BU GÜNEŞ ÖTEKİ GÜNEŞ

Güneş her vakit o sizin bildiğiniz güneş değildir. Sürprizler yapar, tabloyu hiç bilmediğiniz renklere de boyar. Şairin muhayyilesi güneşin dünya etrafındaki dönüşüyle uyumludur: “ kar üzere güneş yağıyor ocak ayında/ kuzey rüzgârı tembel bir telde terliyor/ duvarlar çiçek açmış oldukcatan” ( yanlış tabiat-s.38) Güneş yalnızca tabiatın devingen eli değil beraberinde insanlık normlarının hatırlatıcı imgesidir: “güneşten habersiz olanların zulmü/ gecenin torbasını doldursa da/ yaşayamaz ışıksız hiç bir karanlık/ yakındır yıkılışı sonunda” (karanlığın yıkılışı-s.36) Çok uzakta hiç kimsenin bilmediği bir rengi, kimsenin gitmediği bir ülkeyi ya da bir kenti gösteriyor Ömer Fazilet, kendini onlardan uzak kılan insanlara kendi bakışını yaklaştırıyor. Tabiata ilişkin olanı insanlaştırırken insanı tabiata yaklaştırıyor. Bir bahçeden konuşuyor üzere. (“uğradığın yollar mürdüm tadında” (gibi-s.14) kimi bazı bir ormandan, bir ağaçtan, bir beşerden ve bir hayvandan konuşuyor. (“ne hayli tat karışmış hayata dutlardan” (s.27) Söylemenin imkânlarını artırmak için kasti manası kırmaktan çekinmiyor: “sakla üzere bir ormanı” (gibi-s.14)

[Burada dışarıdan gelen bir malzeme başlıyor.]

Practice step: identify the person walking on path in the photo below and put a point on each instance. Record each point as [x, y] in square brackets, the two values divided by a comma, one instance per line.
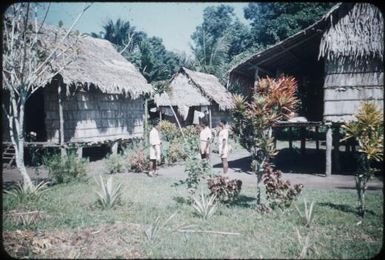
[205, 140]
[223, 137]
[155, 143]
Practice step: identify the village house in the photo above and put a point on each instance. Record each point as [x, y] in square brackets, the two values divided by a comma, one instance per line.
[190, 93]
[98, 98]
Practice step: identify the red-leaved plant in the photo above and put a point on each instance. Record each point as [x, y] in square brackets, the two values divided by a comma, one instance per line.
[226, 190]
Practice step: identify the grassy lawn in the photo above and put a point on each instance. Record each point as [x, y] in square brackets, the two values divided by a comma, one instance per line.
[73, 227]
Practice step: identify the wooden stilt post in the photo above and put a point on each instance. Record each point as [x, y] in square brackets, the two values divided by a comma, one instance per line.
[61, 119]
[303, 140]
[114, 147]
[79, 152]
[211, 123]
[336, 149]
[329, 140]
[316, 138]
[290, 138]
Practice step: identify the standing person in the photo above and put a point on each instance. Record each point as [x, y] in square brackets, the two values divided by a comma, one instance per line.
[223, 137]
[205, 140]
[155, 143]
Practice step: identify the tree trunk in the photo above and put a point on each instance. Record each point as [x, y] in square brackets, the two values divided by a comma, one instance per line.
[19, 142]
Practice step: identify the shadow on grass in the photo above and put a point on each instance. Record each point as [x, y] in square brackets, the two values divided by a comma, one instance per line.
[241, 164]
[243, 201]
[344, 208]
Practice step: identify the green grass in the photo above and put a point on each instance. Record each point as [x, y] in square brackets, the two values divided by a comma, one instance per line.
[334, 232]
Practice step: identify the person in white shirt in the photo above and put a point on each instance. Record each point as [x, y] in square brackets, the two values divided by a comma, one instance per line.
[155, 143]
[223, 137]
[205, 140]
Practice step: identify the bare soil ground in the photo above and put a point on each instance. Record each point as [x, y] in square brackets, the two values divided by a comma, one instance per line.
[308, 170]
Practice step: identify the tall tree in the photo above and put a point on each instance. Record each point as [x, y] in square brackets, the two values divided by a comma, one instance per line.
[218, 39]
[273, 22]
[27, 66]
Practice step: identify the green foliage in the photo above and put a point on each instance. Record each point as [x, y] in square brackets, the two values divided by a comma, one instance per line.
[109, 194]
[279, 192]
[168, 130]
[225, 190]
[204, 206]
[115, 163]
[273, 22]
[220, 37]
[65, 169]
[368, 129]
[23, 193]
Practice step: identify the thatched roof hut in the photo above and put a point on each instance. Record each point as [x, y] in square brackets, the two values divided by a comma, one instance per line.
[338, 62]
[103, 101]
[193, 89]
[96, 63]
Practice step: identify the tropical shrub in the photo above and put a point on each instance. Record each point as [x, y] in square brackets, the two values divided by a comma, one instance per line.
[279, 192]
[367, 129]
[109, 194]
[65, 168]
[272, 100]
[225, 190]
[115, 163]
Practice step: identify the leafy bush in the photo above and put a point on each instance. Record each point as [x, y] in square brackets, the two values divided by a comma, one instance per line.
[205, 207]
[168, 130]
[23, 193]
[110, 194]
[279, 192]
[65, 169]
[367, 129]
[226, 190]
[115, 163]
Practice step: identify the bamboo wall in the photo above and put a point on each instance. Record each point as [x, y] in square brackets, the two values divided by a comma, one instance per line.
[349, 83]
[217, 115]
[93, 117]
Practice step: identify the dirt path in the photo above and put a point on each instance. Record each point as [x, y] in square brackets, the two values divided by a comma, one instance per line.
[238, 164]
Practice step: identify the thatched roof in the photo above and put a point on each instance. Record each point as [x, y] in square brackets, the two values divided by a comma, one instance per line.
[181, 93]
[191, 88]
[97, 63]
[360, 33]
[299, 46]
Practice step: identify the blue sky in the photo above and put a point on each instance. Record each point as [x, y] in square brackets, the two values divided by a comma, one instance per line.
[173, 22]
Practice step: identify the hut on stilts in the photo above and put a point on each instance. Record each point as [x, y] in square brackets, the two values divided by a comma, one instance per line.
[338, 63]
[190, 91]
[97, 99]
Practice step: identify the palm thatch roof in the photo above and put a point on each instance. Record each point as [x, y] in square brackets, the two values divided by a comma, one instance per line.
[299, 46]
[191, 88]
[360, 34]
[96, 63]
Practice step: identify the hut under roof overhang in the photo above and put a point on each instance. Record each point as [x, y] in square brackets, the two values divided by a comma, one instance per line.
[337, 61]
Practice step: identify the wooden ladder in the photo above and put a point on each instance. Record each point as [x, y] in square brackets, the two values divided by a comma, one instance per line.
[8, 155]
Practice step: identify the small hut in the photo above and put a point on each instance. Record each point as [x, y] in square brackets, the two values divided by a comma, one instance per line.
[96, 99]
[190, 92]
[338, 62]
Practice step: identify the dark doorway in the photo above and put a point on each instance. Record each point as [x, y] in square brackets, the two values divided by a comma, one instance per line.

“Güneş Kalır Bir Başına”’da son dokuz şiir “kısa halk şiiri ölçüsüz” ismiyle kitabın ikinci kısmını oluşturuyor. Bu şiirler toplumsal sıkıntılara ince dokunuş ve tenkit özelliği taşıması noktasında başkalarından bariz biçimde ayrılıyor. “Sert sözler”, “Rahat yeri bulmak” ve “bakkal önünde üç kapıcıdan birinin marşı evdekal” şiirlerini de ses ve telaffuz itibariyle başka bir yere yerleştirmek nasıl olur bilmiyorum. Ortada farkını tabiat kadar sadelik ve doğallığının yanı sıra ustalığından almış şiirler varken, herbiçimde en uygunu hepsini birebir güneşin altında toplamaktır.